BENIN-INDE : Encore des efforts (financiers importants) pour avoir un réel et véritable partenariat

Le président indien, Ram Nath Kovind, a entrepris une visite d'une dizaine de jours qui doit le conduire, tour à tour, au Bénin, en Gambie et en Guinée. Ce n'est pas tous les jours que l'Afrique reçoit la visite d'un chef d'Etat indien. C'est pourquoi quand celle-ci est programmée, les Africains s'attendent à ce qu'elle soit marquante. Est-ce le cas au Bénin où le président indien vient de passer deux jours ? Pour être courtois à l'endroit de son excellence, Ram Nath Kovind, on dira, courtoisement : peut (nettement) mieux faire (notre photo).

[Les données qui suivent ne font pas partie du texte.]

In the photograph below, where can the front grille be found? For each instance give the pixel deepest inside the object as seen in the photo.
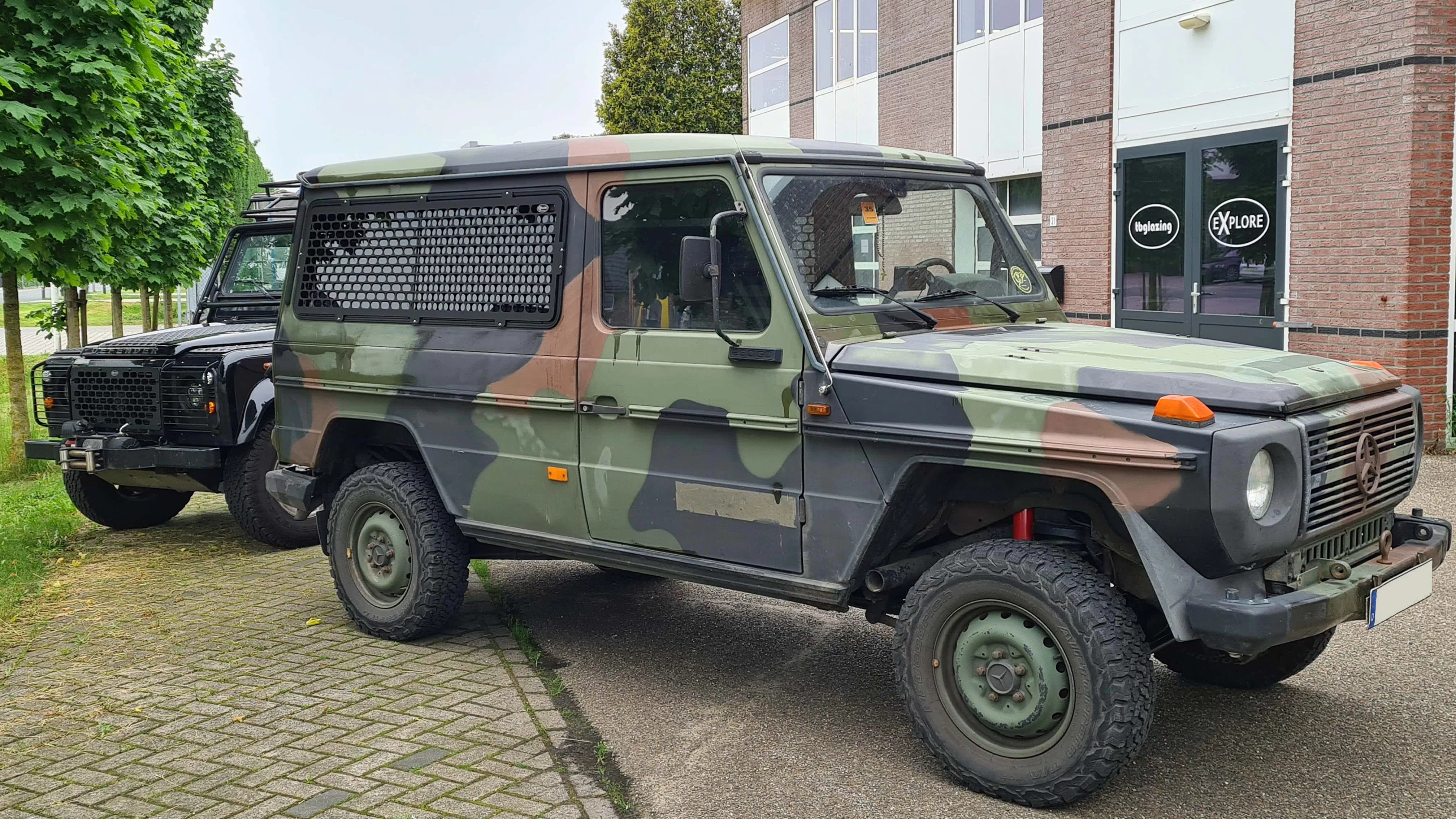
(116, 395)
(1336, 490)
(186, 397)
(1349, 543)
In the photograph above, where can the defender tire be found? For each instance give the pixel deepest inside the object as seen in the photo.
(398, 559)
(257, 514)
(1079, 649)
(1200, 664)
(121, 508)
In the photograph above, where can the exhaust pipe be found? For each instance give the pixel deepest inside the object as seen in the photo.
(900, 573)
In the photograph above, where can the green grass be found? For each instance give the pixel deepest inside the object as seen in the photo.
(35, 522)
(98, 311)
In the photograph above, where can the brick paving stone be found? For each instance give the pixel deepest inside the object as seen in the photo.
(175, 674)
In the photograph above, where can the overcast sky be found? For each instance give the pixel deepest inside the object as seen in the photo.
(327, 81)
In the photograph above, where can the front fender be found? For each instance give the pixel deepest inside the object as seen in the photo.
(257, 408)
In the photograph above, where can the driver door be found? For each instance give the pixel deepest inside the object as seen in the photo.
(682, 448)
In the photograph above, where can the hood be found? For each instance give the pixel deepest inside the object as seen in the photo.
(1117, 363)
(183, 339)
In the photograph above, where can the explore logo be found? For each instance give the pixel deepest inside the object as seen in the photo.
(1154, 226)
(1238, 222)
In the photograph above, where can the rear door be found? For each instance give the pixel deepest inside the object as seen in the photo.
(684, 449)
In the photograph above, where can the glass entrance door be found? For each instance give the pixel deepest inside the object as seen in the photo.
(1200, 238)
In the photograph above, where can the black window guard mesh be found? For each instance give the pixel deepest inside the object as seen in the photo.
(465, 261)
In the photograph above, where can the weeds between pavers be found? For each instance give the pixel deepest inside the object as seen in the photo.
(584, 745)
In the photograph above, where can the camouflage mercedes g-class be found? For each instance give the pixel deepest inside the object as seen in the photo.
(140, 423)
(828, 374)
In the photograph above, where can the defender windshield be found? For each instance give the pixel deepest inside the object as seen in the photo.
(916, 239)
(257, 266)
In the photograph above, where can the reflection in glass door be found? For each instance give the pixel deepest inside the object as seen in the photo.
(1200, 238)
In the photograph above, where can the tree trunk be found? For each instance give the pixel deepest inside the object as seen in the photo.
(117, 332)
(146, 307)
(15, 369)
(73, 321)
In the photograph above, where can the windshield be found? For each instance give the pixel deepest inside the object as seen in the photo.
(911, 238)
(258, 266)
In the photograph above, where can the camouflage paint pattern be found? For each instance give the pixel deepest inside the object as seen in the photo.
(711, 458)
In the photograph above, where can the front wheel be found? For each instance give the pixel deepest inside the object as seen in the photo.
(121, 508)
(1202, 664)
(1026, 674)
(257, 514)
(396, 556)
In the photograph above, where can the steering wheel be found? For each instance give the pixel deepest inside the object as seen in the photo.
(919, 276)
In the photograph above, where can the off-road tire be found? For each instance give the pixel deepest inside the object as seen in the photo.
(1200, 664)
(257, 514)
(440, 564)
(121, 508)
(1106, 653)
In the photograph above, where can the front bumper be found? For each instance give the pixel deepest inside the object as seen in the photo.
(94, 455)
(1253, 626)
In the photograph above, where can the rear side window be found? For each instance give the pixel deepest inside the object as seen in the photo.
(641, 231)
(494, 261)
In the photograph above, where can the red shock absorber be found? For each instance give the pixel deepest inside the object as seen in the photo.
(1023, 524)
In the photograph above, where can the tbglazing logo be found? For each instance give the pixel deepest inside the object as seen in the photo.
(1238, 222)
(1154, 226)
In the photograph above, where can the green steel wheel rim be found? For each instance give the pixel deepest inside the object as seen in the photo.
(1004, 678)
(381, 556)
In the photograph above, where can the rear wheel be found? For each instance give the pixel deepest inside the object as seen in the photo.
(121, 508)
(254, 509)
(1024, 672)
(1202, 664)
(396, 556)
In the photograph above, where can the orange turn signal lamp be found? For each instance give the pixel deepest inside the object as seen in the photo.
(1374, 365)
(1183, 410)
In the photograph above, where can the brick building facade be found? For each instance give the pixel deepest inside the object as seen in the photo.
(1331, 120)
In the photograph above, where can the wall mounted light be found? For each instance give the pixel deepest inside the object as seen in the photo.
(1196, 21)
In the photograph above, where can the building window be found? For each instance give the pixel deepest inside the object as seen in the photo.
(769, 81)
(846, 70)
(1023, 202)
(1004, 15)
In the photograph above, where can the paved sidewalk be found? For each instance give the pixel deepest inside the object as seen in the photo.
(184, 671)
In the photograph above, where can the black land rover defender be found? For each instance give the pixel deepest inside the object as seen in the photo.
(143, 422)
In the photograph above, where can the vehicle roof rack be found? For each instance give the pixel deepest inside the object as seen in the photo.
(277, 203)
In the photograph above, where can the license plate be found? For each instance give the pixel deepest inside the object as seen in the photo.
(1400, 594)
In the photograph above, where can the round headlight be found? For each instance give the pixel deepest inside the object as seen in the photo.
(1260, 489)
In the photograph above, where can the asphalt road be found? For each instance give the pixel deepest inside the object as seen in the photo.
(724, 705)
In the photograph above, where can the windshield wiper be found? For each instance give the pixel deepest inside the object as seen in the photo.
(930, 321)
(973, 295)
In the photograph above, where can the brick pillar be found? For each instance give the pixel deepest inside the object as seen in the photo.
(916, 73)
(758, 14)
(1076, 177)
(1371, 188)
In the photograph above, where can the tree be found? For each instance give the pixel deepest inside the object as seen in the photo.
(69, 72)
(673, 66)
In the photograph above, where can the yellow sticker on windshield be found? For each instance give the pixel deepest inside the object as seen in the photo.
(1021, 280)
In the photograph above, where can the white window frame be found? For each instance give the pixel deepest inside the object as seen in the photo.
(788, 49)
(855, 79)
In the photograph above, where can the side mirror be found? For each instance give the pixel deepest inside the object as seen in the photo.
(1056, 279)
(695, 260)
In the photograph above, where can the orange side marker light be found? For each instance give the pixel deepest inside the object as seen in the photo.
(1375, 365)
(1183, 410)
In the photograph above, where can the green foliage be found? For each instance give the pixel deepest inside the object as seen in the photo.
(673, 68)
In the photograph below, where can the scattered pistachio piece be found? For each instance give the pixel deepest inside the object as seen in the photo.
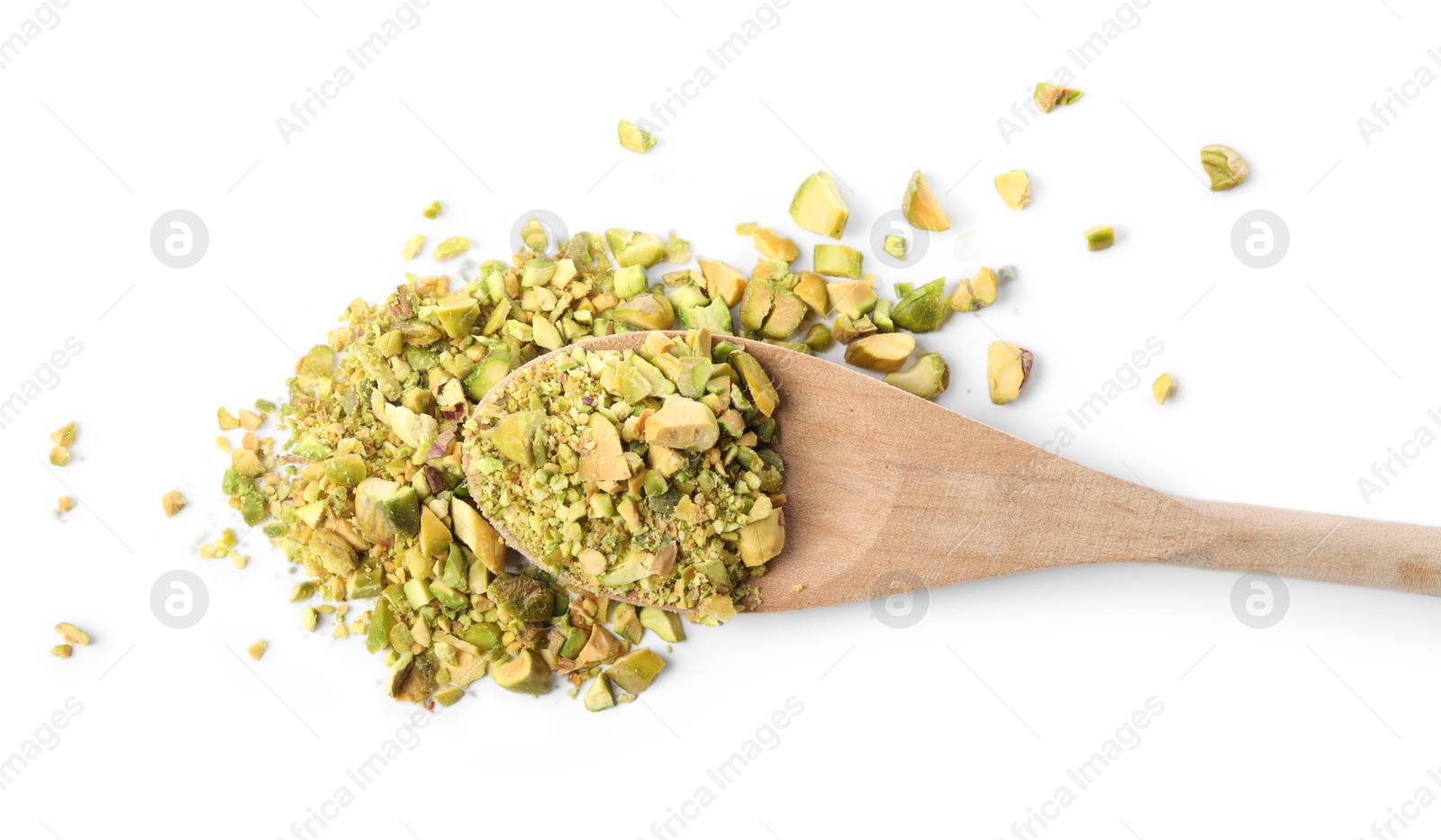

"Les deux parties ont procédé, lundi, 29 juillet, à Cotonou, à la signature des accords par lesquels l'Inde apportera au Bénin son expérience et sa compétence en matière de médecine. Nous allons pouvoir bénéficier de la télémédecine et, par ce biais, 1 000 médecins et paramédicaux du Bénin vont bénéficier de l'assistance, de la formation et de l'expertise de l'Inde", s'est réjoui Patrice Talon, le chef de l'Etat du Bénin. Le problème que rencontre le Bénin depuis très longtemps, c'est que le nombre de médecins béninois exerçant à l'étranger est plus important que ceux exerçant au Bénin. Pour inverser cette fâcheuse tendance qui pourrait, nettement, améliorer la carte sanitaire du pays, Patrice Talon n'a pas besoin de faire des acrobaties avec son homologue indien. Lui seul à son niveau peut agir, en collaboration avec les pays d'accueil de ses compatriotes dont la majorité possède la double nationalité.

De même, le chef de l'Etat béninois a également manifesté sa satisfaction pour la signature de l'accord dans le domaine de la télé-éducation, qui de manière générale, bénéficierait à 15.000 Béninois.

Il a, également, salué l'annonce faite par son homologue indien de l'ouverture d'une ligne de financement de 100 millions de dollars américains (50 milliards de F CFA) pour la réalisation des projets prioritaires du Bénin. 100 millions de dollars, c'est vraiment une broutille ! Mais Talon en est très content : "Nous ferons bon usage de cette ligne de financement et nous allons vous rassurer que le Bénin depuis quelques années a entrepris des réformes majeurs et que ces 100 millions de dollars américains nous serviront utilement dans les moindres détails jusqu'aux derniers centimes", a-t-il souligné.

Pour sa part, M. Kovind, a estimé que les échanges entre les deux pays depuis plusieurs décennies constituent un pilier de consolidation entre les deux peuples, annonçant l'inclusion du Bénin dans le système de visa électronique de l'Inde en vue de permettre aux ressortissants béninois d'accomplir en ligne les formalités de visa d'affaires, touristiques et d'autres types de visa. Là aussi, il s'agit d'une avancée assez marginale quand on sait que le Bénin, sous Patrice Talon, est l'un des rares pays africains (et c'est son mérite) à avoir supprimé, unilatéralement, le visa d'entrée pour une quarantaine de pays africains. Etendre une telle mesure à l'Inde et demander la réciprocité, ne permet pas de crier sur les toits comme les deux chefs d'Etat le font. La décision est banale, normale.

Bref, il n'y a pas grand-chose à mettre sous la dent. Il faudrait que l'Inde qui dit vouloir rivaliser avec le Chine en Afrique, prenne le temps de se préparer avant d'envoyer ses représentants effectuer de vraies tournées en Afrique où on ne se contente plus de miettes depuis fort longtemps.